01 - Preheat a grill to medium-high heat, approximately 375°F to 400°F.
02 - Brush the halved tomatoes, onion slices, and bell pepper with 1 tablespoon of olive oil, coating evenly on all sides.
03 - Place sausages and oiled vegetables on the grill. Cook sausages for 10 to 12 minutes, turning occasionally, until evenly charred and cooked through to an internal temperature of 160°F. Grill vegetables for 4 to 6 minutes until softened and lightly charred.
04 - Remove vegetables from the grill and let cool briefly. Coarsely chop the tomatoes, onion, and bell pepper into uniform pieces.
05 - Heat 1 tablespoon of olive oil in a skillet over medium heat. Add the minced garlic and sauté for 1 minute until fragrant. Add the chopped grilled vegetables and season with salt, pepper, dried oregano, and crushed red pepper flakes. Cook for 3 to 4 minutes, stirring often, until flavors meld together. Remove from heat and stir in the fresh basil and parsley.
06 - Split each grinder roll lengthwise without cutting all the way through. Toast the cut sides on the grill for 1 to 2 minutes until lightly crisp and golden.

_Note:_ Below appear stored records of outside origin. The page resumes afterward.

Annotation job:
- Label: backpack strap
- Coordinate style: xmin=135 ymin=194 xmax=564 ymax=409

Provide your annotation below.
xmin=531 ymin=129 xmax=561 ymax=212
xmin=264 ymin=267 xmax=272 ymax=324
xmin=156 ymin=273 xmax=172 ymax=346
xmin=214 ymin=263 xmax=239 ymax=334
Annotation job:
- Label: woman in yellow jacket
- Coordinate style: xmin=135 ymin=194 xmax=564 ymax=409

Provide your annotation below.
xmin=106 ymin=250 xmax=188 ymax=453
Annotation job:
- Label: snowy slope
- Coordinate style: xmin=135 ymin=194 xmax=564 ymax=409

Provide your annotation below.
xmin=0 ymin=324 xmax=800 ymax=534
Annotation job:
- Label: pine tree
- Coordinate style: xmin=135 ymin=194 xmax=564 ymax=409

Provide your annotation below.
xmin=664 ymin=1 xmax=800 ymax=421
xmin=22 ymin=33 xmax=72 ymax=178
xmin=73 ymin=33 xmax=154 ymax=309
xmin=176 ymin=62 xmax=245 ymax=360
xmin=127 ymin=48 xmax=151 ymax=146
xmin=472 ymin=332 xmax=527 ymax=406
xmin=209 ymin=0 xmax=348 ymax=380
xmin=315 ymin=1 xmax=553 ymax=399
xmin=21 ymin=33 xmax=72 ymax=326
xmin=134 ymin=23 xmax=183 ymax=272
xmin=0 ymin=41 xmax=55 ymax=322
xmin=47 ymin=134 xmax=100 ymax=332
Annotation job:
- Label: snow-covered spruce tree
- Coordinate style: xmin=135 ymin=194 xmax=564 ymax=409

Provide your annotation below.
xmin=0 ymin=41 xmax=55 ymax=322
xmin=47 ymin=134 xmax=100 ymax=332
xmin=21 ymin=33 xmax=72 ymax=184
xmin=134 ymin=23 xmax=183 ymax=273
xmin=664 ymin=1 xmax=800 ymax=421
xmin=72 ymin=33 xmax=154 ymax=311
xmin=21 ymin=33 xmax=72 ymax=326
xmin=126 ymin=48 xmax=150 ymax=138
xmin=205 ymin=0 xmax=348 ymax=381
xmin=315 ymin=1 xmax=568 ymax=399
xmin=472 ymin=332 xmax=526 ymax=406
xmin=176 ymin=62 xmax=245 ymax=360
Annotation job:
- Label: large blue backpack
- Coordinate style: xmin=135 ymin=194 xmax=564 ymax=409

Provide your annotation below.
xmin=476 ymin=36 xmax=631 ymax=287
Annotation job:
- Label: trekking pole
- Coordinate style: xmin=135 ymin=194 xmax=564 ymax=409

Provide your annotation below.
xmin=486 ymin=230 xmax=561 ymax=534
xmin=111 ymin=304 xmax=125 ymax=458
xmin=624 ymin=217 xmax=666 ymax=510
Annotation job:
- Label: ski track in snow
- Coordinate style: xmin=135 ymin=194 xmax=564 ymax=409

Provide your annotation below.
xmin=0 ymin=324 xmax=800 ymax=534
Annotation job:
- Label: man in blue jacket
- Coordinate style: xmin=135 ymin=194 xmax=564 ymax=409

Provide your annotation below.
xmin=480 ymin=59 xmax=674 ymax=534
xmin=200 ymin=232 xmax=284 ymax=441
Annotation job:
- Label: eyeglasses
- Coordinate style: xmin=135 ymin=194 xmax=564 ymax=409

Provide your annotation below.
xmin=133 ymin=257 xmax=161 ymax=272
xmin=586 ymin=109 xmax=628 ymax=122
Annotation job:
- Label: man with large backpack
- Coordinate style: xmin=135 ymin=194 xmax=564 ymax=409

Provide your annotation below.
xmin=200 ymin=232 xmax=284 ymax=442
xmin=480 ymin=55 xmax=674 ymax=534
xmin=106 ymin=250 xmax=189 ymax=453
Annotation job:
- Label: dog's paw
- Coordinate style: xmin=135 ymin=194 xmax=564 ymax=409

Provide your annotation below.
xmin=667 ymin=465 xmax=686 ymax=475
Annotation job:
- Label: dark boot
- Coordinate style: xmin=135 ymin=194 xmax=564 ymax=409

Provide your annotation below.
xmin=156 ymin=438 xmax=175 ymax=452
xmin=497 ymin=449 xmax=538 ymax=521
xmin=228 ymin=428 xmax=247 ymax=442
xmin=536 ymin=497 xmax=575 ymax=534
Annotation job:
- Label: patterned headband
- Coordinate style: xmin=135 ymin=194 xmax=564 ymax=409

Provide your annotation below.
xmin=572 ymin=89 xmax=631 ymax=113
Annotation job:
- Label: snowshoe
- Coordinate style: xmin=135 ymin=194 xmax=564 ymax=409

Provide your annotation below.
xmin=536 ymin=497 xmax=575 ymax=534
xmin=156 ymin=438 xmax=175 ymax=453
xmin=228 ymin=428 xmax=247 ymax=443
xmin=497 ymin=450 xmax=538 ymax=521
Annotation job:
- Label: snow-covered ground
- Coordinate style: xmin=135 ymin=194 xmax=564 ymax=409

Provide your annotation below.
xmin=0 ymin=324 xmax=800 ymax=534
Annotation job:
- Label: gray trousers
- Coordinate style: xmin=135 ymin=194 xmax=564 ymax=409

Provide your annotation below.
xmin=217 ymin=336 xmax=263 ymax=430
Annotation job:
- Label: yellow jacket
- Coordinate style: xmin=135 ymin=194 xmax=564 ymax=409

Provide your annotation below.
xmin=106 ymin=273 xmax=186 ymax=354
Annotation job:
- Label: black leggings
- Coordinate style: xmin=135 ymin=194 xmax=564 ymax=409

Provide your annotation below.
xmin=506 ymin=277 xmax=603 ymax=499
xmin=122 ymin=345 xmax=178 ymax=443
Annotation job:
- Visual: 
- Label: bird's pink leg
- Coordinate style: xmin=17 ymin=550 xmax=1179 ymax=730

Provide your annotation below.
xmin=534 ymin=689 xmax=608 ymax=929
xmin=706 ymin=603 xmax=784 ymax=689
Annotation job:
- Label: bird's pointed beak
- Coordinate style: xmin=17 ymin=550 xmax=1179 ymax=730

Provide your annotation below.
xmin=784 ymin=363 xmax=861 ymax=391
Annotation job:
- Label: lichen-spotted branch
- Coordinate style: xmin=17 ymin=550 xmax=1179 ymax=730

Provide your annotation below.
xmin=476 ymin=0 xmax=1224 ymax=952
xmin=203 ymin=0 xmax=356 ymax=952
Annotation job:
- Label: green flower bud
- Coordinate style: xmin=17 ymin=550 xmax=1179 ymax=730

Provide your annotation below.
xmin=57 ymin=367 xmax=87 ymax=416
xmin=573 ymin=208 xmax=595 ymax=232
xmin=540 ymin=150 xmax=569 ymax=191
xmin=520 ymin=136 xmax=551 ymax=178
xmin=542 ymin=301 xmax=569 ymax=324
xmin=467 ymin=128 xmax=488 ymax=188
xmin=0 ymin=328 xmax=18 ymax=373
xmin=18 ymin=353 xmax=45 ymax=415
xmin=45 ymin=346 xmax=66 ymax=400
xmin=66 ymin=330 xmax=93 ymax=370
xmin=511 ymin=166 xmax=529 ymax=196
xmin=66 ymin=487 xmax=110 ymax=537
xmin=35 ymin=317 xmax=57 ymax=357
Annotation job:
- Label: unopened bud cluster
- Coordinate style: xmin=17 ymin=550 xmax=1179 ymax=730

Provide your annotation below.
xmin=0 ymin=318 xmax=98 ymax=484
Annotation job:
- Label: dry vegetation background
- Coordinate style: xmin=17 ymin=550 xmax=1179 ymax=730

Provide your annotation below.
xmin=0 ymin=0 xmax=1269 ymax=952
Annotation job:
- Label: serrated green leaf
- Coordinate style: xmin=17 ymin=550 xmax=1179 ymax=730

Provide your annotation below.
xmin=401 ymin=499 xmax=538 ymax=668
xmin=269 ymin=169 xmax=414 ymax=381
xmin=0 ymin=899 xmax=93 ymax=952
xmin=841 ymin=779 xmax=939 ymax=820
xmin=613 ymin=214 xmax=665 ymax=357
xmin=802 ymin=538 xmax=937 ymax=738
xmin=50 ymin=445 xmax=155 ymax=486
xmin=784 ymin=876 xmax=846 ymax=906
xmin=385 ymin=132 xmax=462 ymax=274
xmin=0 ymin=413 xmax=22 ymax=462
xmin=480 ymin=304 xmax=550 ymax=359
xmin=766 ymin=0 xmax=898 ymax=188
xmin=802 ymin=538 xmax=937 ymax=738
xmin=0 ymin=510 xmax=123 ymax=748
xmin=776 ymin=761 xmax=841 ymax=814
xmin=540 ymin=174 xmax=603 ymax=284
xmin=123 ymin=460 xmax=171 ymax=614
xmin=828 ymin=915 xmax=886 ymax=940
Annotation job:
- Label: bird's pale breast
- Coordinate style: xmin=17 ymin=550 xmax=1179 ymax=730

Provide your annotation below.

07 - Place one grilled sausage into each toasted roll. Spoon the grilled tomato sauce generously over each sausage. Top with shredded mozzarella or provolone if desired.
08 - Place the assembled grinders back on the grill over indirect heat, cover, and cook for 1 to 2 minutes until the cheese melts. Serve hot, garnished with extra fresh basil if desired.